As the weather warmed up, I began to notice a small grey gecko living in the wood trim of the garage, who'd walk around close to the house and gorge himself on ants from one of the anthills near the front door. He'd disappear fast when I walked by (although one time he was so busy gobbling ants I almost stepped on him). But he vanished, and one morning I found an odd turd in the driveway. Not quite an inch long, but pretty fat, and in the shape of a J. I wondered if that might have been the gecko, but also worried what kind of animal might have deposited it. I do have something of an attic in this place, and would prefer it keep devoid of opossums, raccoons, and squirrels, not to mention rats. 

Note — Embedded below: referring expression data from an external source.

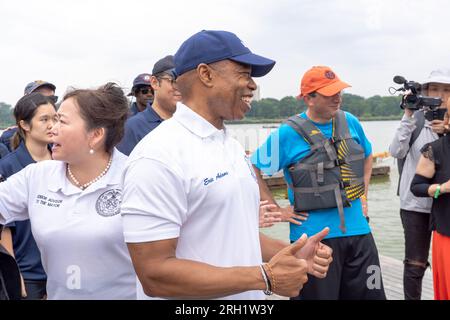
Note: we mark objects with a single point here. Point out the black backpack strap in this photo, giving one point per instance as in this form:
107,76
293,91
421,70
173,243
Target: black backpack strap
340,126
420,123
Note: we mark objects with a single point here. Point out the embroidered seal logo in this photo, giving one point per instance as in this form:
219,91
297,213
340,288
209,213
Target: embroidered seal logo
250,167
108,204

So imagine my alarm when another, identical, J appeared on the back deck. I enlisted some more savvy friends to help me figure what it was, and it took no time at all: toad. Really? A toad with an intestine big enough to leave that? Dang. Anyway, I haven't yet laid eyes on Turdy, as I've been calling him, but it did remind me of the evening I was sitting on my porch in my old place here, enjoying a summer storm passing over, and listening to the stereophonic frog chorus that lived in two nearby culverts. One was tenors, one basses, and they'd alternate and then sing together. I can't imagine any female frog in Texas resisting them. Anyway, my ears were open, and I heard this intermittent squeaking sound, like someone making annoying noises on the outside of a balloon. Squeeeek. Long pause. Squeeeeeeek. What was weird was that my ears told me it was coming from a few inches away. The next time it happened, I found it: there was a crack in the concrete of the porch and something was emerging. More of it appeared with each squeak. Finally, there was a huge push and a toad emerged, fully three inches long. How it had pushed itself through that crack I don't know, but I saw it happen. It sat there, inflating a bit and, after a couple of tentative steps, hopped off to the nearby creek in search of what the frogs were in search of. I've since read about toads who've lived in suspended animation for upwards of a century, sometimes put as a joke in a cornerstone of a building. Many of the ones who do this are the famous Texas Horned Frog, or horned toad, as depicted on Texas license plates. What's ironic about that is they're just about extinct. I've been in their habitat a lot and never seen one outside a zoo.  Anyway, Turdy likes it near lights that attract bugs, evidently, so he's welcome to hang, even if I don't see him. 

And, just to reinforce stereotypes, I found another cretur a couple of weeks ago. When I moved in here, I sprayed the garage with some kind of fog that, it alleged, stayed live for months. Sure, I told myself, as long as it kills what's already there I'm cool with it. But it appears that it does work, because one fine morning I found this dandy, who hadn't been there the day before. 

Yes, that's a quarter
Everything is bigger in Texas! Admittedly, I drove over him with a handcart as I was trying to get a bookshelf into the house, but it didn't hurt him much except to detatch one of those huge antennae. These roaches are so-called tree roaches and are much happier outdoors than they are in your kitchen, and will frequently run for an open door or window if given encouragement. You do not want to smash one, since they contain, um, plenteous soft filling.